Most 10-year-olds want to be 11- or 12-year-olds, and the multicolored treatment reads to me like something for a 5-year-old. The paper airplane reads to me as forced whimsy and its realism is is at odds with Quentin’s Blake’s illustrations.

It’s much easier to criticise work when it feels like a step backwards from its predecessor of which it was trying to improve upon. But when a visual identity strips away what generations know and love about a public figure it can sting a little. Will it help to boost sales of Dahl’s books and reinvigorate his work for a new audience? Only time will tell.

Cristiano Ronaldo

Cristiano Ronaldo Banner

One of football’s most iconic figures, Cristiano Ronaldo, uses his “CR7” brand and logo wherever possible. It’s an example of a brand that doesn’t use the person’s name directly, but references it in attempt to make the sportsman more marketable.

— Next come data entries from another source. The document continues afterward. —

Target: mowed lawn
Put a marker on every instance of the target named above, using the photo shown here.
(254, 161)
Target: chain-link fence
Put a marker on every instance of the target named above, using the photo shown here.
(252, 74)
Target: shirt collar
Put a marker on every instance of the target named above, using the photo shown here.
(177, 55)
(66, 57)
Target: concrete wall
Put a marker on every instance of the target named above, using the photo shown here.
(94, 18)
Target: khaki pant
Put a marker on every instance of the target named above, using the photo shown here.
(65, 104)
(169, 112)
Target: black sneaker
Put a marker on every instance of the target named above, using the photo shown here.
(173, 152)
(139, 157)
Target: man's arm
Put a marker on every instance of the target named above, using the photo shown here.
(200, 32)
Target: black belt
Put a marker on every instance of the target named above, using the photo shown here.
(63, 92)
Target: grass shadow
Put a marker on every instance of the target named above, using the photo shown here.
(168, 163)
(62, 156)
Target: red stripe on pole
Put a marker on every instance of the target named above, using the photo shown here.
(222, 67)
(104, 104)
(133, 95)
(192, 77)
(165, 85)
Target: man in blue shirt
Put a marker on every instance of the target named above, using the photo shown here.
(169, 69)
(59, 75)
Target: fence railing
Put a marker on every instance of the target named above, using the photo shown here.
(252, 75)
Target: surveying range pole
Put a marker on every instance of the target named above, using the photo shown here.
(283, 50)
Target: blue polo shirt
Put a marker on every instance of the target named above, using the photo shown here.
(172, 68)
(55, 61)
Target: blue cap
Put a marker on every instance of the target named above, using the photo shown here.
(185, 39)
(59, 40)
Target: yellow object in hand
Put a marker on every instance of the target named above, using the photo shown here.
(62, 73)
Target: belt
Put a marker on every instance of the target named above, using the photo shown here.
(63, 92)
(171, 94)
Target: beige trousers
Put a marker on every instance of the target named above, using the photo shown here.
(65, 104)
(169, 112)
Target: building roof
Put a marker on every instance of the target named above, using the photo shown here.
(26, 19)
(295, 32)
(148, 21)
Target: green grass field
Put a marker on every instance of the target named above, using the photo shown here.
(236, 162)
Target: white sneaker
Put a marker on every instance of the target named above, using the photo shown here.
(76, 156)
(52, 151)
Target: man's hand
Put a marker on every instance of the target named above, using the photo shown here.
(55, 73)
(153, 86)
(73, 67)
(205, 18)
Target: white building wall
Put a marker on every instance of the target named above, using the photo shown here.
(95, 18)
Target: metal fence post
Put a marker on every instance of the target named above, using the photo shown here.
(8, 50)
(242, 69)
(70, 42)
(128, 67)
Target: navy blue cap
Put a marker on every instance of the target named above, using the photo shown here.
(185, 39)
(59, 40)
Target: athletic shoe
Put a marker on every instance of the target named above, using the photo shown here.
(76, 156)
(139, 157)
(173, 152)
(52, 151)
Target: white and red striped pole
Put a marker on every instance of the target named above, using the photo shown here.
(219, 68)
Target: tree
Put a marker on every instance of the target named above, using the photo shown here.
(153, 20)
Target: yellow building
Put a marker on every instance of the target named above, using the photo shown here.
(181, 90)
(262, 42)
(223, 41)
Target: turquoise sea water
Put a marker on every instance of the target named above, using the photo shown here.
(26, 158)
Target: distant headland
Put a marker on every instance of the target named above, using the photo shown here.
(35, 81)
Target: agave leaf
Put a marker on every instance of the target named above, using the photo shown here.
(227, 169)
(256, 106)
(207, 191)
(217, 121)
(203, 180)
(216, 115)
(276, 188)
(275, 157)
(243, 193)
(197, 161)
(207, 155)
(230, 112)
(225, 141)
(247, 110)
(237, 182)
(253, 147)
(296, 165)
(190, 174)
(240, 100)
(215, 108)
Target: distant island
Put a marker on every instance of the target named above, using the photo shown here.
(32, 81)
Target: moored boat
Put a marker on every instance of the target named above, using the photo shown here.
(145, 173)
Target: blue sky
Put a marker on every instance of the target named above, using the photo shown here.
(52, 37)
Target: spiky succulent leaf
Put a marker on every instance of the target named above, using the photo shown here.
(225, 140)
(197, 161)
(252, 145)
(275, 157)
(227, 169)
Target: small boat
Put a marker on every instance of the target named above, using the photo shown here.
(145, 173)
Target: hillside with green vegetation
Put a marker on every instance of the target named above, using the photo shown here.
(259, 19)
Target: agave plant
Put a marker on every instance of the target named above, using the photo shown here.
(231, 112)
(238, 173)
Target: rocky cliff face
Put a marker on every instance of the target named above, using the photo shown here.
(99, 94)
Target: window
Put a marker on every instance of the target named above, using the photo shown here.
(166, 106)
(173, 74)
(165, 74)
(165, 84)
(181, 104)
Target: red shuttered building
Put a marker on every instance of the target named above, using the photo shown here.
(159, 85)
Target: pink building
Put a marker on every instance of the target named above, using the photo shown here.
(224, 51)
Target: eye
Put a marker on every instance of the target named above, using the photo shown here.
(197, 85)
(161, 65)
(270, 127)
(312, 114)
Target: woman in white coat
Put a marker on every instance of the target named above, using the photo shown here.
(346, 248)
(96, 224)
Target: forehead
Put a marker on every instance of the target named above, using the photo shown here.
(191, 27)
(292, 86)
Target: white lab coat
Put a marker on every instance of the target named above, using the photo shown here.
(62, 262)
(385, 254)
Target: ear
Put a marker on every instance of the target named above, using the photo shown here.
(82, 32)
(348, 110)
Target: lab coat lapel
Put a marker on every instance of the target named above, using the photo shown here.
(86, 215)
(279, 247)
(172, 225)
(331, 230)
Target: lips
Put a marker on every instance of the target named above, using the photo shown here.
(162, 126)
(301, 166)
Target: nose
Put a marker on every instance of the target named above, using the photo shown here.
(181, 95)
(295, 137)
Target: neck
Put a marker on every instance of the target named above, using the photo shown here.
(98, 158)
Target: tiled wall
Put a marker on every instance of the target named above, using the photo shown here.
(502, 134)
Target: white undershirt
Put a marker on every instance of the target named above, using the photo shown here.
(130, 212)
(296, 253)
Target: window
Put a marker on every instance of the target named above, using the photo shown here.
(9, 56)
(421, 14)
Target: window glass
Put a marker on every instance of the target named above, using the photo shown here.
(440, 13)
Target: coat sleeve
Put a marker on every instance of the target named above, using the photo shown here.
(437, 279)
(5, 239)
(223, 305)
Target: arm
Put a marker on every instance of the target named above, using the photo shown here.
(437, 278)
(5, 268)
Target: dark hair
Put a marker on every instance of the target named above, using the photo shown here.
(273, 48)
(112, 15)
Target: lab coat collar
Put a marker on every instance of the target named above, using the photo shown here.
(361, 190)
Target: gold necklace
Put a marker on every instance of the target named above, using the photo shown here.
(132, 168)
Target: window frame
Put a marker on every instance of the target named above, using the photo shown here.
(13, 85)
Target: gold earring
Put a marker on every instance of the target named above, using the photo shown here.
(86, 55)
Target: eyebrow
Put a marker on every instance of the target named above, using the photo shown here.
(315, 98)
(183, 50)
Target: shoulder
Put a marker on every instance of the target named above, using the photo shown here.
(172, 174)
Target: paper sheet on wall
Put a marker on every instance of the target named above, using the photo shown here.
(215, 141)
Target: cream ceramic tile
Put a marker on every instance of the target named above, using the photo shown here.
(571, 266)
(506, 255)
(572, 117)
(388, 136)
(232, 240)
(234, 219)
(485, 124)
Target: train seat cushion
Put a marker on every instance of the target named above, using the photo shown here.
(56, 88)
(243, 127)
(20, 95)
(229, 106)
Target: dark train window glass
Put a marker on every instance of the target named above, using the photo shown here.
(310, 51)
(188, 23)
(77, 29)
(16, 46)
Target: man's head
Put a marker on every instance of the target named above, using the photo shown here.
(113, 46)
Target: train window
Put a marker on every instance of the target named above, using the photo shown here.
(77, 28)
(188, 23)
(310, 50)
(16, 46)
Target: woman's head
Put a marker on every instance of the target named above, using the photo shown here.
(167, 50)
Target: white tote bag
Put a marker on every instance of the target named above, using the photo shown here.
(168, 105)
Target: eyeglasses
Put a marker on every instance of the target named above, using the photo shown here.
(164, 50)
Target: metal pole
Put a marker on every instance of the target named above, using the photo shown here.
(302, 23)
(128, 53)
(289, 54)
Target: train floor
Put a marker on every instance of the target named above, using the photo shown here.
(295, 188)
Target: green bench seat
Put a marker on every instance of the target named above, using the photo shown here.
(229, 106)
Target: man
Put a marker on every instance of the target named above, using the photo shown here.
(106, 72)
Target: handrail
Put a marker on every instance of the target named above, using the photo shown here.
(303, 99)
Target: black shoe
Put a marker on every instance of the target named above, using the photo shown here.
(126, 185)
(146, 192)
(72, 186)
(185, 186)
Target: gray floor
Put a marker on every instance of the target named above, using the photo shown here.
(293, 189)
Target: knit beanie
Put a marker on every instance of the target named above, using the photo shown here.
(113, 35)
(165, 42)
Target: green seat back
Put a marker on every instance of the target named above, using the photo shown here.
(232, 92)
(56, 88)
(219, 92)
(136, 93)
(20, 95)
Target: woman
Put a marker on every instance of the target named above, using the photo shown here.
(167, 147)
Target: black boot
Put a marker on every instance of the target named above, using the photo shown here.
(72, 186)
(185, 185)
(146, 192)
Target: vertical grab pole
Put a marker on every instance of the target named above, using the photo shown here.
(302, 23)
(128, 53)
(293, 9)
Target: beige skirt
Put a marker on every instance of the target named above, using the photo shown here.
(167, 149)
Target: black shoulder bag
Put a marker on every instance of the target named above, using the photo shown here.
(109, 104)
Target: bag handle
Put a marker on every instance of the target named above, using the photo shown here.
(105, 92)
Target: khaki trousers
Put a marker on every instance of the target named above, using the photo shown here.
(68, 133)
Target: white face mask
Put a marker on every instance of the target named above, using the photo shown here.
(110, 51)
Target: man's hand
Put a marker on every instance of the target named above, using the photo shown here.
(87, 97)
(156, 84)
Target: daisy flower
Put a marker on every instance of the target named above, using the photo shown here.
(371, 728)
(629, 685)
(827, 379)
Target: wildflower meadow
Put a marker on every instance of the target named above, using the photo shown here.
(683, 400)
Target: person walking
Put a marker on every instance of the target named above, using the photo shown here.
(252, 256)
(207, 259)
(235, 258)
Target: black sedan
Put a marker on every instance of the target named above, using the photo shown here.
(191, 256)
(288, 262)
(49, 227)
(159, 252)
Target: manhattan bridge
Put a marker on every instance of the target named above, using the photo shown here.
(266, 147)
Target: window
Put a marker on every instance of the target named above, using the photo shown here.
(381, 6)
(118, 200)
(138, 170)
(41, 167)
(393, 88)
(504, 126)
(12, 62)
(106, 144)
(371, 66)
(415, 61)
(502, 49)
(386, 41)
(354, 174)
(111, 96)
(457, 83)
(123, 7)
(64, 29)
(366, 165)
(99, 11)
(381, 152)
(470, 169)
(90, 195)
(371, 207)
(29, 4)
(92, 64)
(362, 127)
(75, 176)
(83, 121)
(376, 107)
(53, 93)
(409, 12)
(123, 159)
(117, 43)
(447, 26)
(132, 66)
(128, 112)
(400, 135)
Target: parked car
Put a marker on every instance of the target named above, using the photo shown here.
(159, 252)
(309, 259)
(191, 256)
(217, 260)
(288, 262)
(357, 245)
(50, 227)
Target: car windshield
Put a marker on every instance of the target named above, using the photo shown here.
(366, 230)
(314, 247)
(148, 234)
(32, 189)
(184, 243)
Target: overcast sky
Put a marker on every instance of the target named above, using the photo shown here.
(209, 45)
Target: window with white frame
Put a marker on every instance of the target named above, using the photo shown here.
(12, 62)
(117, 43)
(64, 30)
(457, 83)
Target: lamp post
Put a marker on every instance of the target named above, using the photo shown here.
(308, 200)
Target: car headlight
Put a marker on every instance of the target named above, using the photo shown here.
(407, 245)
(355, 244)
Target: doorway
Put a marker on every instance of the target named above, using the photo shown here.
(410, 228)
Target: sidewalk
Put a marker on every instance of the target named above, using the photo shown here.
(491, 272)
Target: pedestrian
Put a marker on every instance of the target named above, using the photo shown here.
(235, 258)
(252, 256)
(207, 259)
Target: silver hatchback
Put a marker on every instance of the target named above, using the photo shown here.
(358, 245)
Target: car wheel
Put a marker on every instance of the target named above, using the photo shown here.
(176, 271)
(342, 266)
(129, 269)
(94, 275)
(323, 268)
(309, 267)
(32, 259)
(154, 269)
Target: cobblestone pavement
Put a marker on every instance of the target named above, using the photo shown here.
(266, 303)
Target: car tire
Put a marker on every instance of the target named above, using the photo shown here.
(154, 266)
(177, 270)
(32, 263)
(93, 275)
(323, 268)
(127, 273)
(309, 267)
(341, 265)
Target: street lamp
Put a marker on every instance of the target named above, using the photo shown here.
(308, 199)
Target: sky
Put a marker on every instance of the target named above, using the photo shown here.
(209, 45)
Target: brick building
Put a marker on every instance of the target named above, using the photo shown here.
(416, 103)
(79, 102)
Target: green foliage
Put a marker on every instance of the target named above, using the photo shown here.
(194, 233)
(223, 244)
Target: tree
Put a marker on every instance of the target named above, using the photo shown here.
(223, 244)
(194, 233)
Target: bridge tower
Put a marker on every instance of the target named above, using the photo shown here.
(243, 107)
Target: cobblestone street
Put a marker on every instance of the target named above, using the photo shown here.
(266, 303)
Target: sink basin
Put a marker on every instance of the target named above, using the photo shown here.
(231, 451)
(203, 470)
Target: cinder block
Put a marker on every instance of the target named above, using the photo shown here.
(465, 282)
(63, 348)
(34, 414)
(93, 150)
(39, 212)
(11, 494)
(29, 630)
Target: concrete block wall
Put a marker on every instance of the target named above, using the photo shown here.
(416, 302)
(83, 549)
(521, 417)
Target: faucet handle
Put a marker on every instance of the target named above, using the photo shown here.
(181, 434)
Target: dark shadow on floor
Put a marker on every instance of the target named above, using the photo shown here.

This particular case has been a success, and Ronaldo’s been able to use his CR7 brand to shift millions of items of sportswear around the globe .

Michael Jordan

Michael Jordan Banner

Michael Jordan doesn’t even use his name in his brand. The “Jumpman” logo is owned by Nike to promote its Michael Jordan-related merchandise and shows a silhouetted Jordan performing a trademark slam-dunk. Consumers outside of the world of basketball may not necessarily associate the logo directly with Jordan himself, but that’s not the point here. Those that buy these products do so because of Jordan’s association with them, and this logo provides a not-so-overt signal to the in-crowd that they’re the real deal.

Tiger Woods

Tiger Woods Banner

Tiger Woods has chosen to go down the route of making his initials into a stylised logo. This clean and bold logo gives an element of class to the golfer’s identity, and most importantly of all looks good on his sportswear. Its minimalist approach makes it somewhat iconic and very easy to remember. A stylised logo out of initials is highly effective when it works, but this isn’t always the case…

Tom Brady

Tom Brady Banner

Tom Brady has also chosen to go down the route of making his initials into a stylised logo, albeit in a slightly more confusing manner. On first glance, what exactly does it say? T2? P2? 12? TB? Or is it just a collection of shapes? It it even up the right way? It’s meant to be read in more than one way: TB for Tom Brady and 12 for the number he wears on the back of his jersey. It’s an attempt at being clever, but ultimately results in a logo that tries to say too much and ends up saying nothing at all.

And Many, Many More

  • Outside the world of sport, Kim Kardashian goes by this rather strange looking icon that looks like it could be a character in another alphabet. It’s again another example of forcing initials into a logo that should never have been approved. To make matters worse, it’s accused of being a rip-off.
  • In the fashion world, Kanye West has reportedly asked designer Peter Saville to conceive a visual identity for him. In an interview last year, Saville said he was asking himself “What does ‘Kanye’ and ‘Kanye West’ look like written down?”. It’s yet to arrive, so it’s either been scrapped or we’re in for a visual mess/masterclass (delete as appropriate).
  • Another interesting visual identity for a musician was unveiled last year – that of Taylor Swift. She currently goes by a hand-written logo written in what seems to be felt-tip pen. It’s fun, personable and unique – but only replicable to a certain extent.